Lush Life

Today is the anniversary of the birth of Billy Strayhorn, the compositional and arranging genius behind many of Duke Ellington’s best-known songs such as “Take the A Train,” “C-Jam Blues,” and “Satin Doll.” Strayhorn is said to have written both the music and lyrics to “Lush Life” as a teenager. It is a remarkable song whose sadness, glamor, excess and dissipation he seems to have lived out:

I used to visit all the very gay places
Those come what may places
Where one relaxes on the axis
Of the wheel of life
To get the feel of life
From jazz and cocktails.
The girls I knew had sad and sullen gray faces
With distingué traces
That used to be there, you could see where
They’d been washed away
By too many through the day
Twelve o’clock tales.
Then you came along with your siren song
To tempt me to madness.
I thought for a while that your poignant smile
Was tinged with the sadness of a great love for me.
Ah, yes, I was wrong,
Again I was wrong
Life is lonely again
And only last year
Everything seemed so sure.
Now life is awful again
A trough full of heart
Could only be a bore.
A week in Paris could ease the bite of it.
All I care is to smile in spite of it.
I’ll forget you, I will
While yet you are still burning inside my brain.
Romance is mush,
Stifling those who strive.
So I’ll live a lush life in some small dive
And there I’ll be
While I rot
With the rest of those whose lives are lonely, too.

Strayhorn performed the song for Ellington when he tried out for him in Pittsburgh in 1938. Ellington hired him on the spot.

It’s a difficult song to sing.

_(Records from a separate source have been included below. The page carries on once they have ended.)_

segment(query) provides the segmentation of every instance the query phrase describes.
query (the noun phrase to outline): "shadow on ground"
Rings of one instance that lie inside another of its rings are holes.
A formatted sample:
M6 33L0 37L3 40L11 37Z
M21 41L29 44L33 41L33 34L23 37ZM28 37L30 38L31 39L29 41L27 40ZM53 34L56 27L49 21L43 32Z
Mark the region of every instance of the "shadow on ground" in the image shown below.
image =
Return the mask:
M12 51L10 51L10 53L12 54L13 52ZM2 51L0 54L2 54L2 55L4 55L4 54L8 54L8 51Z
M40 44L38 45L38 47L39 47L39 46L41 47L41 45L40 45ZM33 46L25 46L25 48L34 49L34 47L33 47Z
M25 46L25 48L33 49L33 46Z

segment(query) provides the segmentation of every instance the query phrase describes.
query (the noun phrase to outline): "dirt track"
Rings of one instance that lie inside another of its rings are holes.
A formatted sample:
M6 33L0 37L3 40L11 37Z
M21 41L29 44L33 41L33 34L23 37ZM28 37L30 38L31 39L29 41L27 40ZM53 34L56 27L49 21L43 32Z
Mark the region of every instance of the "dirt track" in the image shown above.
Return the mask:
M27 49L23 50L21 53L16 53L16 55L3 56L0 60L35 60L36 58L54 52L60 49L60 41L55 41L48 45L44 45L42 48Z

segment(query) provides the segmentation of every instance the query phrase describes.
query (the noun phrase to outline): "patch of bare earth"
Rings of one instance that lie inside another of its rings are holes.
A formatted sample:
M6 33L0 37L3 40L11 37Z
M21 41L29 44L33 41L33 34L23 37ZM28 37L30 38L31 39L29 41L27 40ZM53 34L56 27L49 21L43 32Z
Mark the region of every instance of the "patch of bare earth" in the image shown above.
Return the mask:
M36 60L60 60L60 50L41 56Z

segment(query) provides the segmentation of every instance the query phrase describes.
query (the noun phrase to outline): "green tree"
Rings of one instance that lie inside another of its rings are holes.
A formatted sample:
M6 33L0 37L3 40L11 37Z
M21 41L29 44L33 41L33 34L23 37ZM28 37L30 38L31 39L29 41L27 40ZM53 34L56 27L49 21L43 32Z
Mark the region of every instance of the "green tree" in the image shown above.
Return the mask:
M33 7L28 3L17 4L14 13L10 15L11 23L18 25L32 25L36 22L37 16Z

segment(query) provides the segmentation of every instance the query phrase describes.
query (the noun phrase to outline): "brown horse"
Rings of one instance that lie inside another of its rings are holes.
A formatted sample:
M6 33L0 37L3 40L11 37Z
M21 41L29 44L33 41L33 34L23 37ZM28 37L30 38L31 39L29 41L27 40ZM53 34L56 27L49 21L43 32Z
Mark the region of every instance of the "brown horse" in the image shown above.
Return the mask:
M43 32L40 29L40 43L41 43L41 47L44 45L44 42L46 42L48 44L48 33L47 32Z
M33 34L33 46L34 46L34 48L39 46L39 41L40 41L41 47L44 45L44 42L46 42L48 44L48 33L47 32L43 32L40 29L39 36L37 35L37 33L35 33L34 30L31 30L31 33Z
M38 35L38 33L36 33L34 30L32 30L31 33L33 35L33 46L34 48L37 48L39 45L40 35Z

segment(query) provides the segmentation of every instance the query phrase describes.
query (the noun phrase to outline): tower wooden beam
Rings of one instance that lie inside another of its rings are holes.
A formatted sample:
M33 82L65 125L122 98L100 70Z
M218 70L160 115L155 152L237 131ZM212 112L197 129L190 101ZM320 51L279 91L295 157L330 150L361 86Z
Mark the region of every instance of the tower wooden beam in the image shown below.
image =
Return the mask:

Frank Sinatra took a shot at it in 1958 and gave up. Ella Fitzgerald owned it, at least to my taste. She returned to it many times. In the beautiful video excerpt below, she sings to Ellington’s piano accompaniment. (Where is the first half of that performance?)

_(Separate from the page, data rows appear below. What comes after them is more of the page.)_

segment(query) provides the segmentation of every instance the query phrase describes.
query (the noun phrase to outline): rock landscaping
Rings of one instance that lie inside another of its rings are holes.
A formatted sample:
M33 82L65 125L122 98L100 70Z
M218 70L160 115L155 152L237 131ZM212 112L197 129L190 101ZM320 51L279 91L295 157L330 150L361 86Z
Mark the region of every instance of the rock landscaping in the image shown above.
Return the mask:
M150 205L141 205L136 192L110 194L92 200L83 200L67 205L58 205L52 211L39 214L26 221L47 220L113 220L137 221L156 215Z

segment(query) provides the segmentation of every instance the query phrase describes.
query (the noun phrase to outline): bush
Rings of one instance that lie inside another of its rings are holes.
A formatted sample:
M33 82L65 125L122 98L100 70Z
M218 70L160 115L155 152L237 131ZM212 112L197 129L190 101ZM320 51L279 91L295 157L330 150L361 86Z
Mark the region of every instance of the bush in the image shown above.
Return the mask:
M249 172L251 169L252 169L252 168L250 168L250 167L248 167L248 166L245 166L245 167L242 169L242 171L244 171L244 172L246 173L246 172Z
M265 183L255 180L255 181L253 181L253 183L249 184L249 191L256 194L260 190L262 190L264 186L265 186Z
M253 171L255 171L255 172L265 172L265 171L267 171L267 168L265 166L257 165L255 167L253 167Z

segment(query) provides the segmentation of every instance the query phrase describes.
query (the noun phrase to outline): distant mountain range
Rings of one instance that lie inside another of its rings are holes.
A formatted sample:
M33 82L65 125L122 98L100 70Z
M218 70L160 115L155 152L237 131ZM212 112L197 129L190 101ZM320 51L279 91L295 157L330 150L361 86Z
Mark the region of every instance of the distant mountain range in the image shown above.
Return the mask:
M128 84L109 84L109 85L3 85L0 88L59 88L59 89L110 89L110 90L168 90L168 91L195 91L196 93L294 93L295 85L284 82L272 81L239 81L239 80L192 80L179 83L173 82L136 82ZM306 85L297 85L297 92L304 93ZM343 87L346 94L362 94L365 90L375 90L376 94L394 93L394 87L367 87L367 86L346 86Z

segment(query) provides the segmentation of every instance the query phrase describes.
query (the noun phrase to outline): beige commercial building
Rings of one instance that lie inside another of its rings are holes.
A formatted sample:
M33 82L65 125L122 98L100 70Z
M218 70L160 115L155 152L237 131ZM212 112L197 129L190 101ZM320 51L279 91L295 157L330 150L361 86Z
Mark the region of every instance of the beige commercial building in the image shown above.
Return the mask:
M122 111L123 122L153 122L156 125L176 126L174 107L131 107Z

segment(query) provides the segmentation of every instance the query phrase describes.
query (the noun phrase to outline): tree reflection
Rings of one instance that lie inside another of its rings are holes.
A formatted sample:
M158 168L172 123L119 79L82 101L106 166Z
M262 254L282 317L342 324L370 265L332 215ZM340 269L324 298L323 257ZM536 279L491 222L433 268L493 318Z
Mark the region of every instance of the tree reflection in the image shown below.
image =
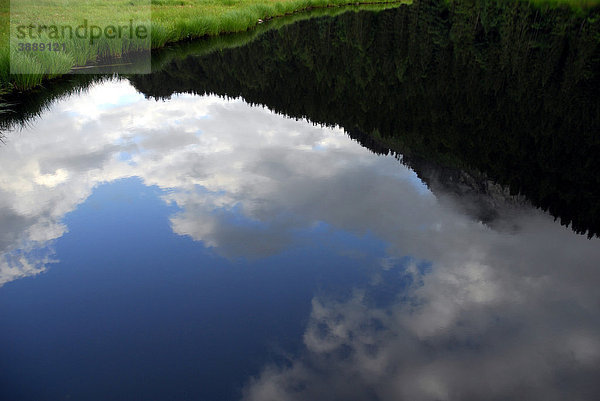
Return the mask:
M466 171L600 233L598 11L419 1L268 32L131 78L153 97L242 96L342 125L419 170Z

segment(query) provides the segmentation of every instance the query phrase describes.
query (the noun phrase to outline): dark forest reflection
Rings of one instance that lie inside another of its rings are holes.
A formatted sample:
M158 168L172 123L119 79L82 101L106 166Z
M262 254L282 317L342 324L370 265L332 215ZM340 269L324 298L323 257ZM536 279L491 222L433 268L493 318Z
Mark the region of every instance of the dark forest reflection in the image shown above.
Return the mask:
M434 190L481 197L492 179L594 235L599 35L597 11L425 0L300 22L131 80L153 97L242 96L339 124L375 152L401 153ZM477 217L493 219L483 208Z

The lyrics employ devices including assonance, alliteration, and internal rhyme to say something old in a new way. The music is something else. The highly unusual song structure divides the song in two. In Stardust Melodies Will Friedwald describes the song as a study in chromaticism. “It’s hard to think of another piece of music that has anything in common with ‘Lush Life,'” Friedwald writes.

My posts on Strayhorn and “Lush Life” in years past have prompted a torrent of email messages from readers nominating their own favorite versions of the song. Johnny Hartman’s memorable version with John Coltrane was probably mentioned by a plurality of those who wrote (see Hartman perform it live in a 1983 television appearance here).

Friedwald provides a compelling history of the recorded versions of “Lush Life.” He notes that Nat “King” Cole was the first to record the song (orchestrated by Pete Rugolo), years after it was written, in 1949. Cole’s version made a big impact, though it should be noted that, according to biographer David Hajdu, Strayhorn (understandably) hated it. Other performers including Strayhorn himself, Sarah Vaughan (twice), Carmen McRae, Billy Eckstine, Nancy Wilson, Ella Fitzgerald (once with Oscar Peterson, once with Joe Pass), Dianne Reeves, Ann Hampton Callaway, Kevin Mahogany, Andy Bey, and Diane Schuur (with Maynard Ferguson) have also recorded versions of the song.

Listening to all these versions (and a few others) of the song over the years has impressed me in several respects. With solo piano or guitar accompaniment, the one-sided conversational nature of the song becomes apparent. “I was wrong,” the singer seems to be saying to his former partner. A derisive response may account for the singer’s repetition: “Again, I was wrong.” The versions of the song with piano or guitar accompaniment fill in the presence of the conversational partner. Cole’s orchestrated version nevertheless has worthy followers in Vaughan, Wilson, Schuur, and Callaway, among others.

I have been most struck by the ladies’ performances among those who have recorded outstanding vocal versions of the song, but I have also been struck by the excellence of all these versions. From those who are capable of meeting its technical demands, “Lush Life” is a song that has elicited performances that are both respectful and moving.

Friedwald concludes his discussion of “Lush Life” with a perfect tribute to Callaway’s version: “She just moves right into the world of the song and proceeds to inhabit it, making it seem vividly alive in a way that few singers of any generation have done.” While this is a completely deserved accolade — Callaway’s version, on her first album, no less, is very fine — it seems to me to capture the nature of the startling performances the song has inspired in a remarkable variety of artists. (First posted in 2007.)

UPDATE 2013: Terry Teachout’s new biography of Ellington provides the latest take on the Strayhorn-Ellington working relationship. Teachout discusses their relationship in his characteristically compelling style on the Bat Segundo Show here.